Shealy was endorsed by Sanford and groups pushing his agenda. Pro-school voucher South Carolinians for Responsible Government paid for anti-Knotts ads that feature dancing pigs and criticize his support of using tax money for local festivals.

"Call me what they want, but I get the job done. When I believe in something, I go after it," Knotts said. "I'm not a paper tiger, and I'm not a puppet. She's been a puppet from the beginning."

Shealy said she's glad to get the endorsements, but she's made no promises to the governor or voucher crowd. She said she supports many of Sanford's ideas but is not afraid to buck him.

Besides Ceips, other incumbents to lose include GOP Reps. Bob Leach, Gloria Haskins, Ralph Davenport and Heyward Hutson; Democratic Rep. Fletcher Smith; and GOP Sen. Randy Scott.

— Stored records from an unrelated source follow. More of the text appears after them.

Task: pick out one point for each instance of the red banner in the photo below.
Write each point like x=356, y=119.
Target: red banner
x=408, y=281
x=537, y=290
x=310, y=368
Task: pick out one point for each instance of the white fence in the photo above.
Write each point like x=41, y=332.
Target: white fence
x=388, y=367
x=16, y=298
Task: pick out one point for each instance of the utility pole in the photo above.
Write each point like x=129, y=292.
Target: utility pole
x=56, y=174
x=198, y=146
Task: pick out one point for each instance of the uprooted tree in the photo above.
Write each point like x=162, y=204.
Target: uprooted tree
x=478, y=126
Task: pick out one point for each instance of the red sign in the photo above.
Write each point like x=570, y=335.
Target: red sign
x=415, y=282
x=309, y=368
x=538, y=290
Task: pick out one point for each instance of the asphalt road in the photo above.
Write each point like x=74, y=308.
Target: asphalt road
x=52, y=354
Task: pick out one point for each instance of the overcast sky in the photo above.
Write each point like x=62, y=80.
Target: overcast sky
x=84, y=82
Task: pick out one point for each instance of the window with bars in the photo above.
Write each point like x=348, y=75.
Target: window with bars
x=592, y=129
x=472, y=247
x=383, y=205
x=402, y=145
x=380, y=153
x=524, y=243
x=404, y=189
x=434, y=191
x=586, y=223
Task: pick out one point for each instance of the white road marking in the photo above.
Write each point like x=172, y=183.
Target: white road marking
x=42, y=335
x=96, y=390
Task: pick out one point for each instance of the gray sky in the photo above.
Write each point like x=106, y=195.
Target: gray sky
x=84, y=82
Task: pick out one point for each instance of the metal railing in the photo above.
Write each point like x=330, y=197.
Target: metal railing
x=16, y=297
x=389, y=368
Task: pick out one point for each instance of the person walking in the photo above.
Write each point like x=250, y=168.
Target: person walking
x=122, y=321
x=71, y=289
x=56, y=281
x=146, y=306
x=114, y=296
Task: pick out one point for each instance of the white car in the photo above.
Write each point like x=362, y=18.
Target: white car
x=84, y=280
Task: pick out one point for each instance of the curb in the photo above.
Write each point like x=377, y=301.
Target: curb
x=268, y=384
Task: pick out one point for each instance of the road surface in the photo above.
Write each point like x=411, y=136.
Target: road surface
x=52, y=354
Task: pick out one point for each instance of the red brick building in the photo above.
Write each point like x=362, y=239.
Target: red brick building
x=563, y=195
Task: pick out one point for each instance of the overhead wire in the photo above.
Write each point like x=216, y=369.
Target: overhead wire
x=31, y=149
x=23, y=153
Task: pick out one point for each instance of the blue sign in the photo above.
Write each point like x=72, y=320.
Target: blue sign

Scott was charged with driving under the influence in April — an arrest he claimed was politically motivated. The charge was dropped last month after a judge discovered a one-minute gap in the audio portion of the videotape of the arrest. Former state Sen. Mike Rose, who Sanford endorsed, beat Scott.

Three House members seeking Senate seats faced primary challenges.

Democratic Rep. John Scott had a slight lead over opponent Vince Ford for a Senate seat representing Columbia, but less than 100 votes separated them, and a recount is likely.

GOP Rep. Scott Talley is in a runoff with Lee Bright for a Senate seat in Spartanburg.

Rep. Creighton Coleman is in a runoff with Leah Moody — daughter of retiring Rep. Bessie Moody-Lawrence — to replace retiring Sen. Linda Short. The Chester Democrat had been the Senate's lone female for years until Ceips' election.

Other incumbents advancing to runoffs include GOP Rep. Bob Walker, Democratic Rep. Ken Kennedy and GOP Sen. Jim Ritchie.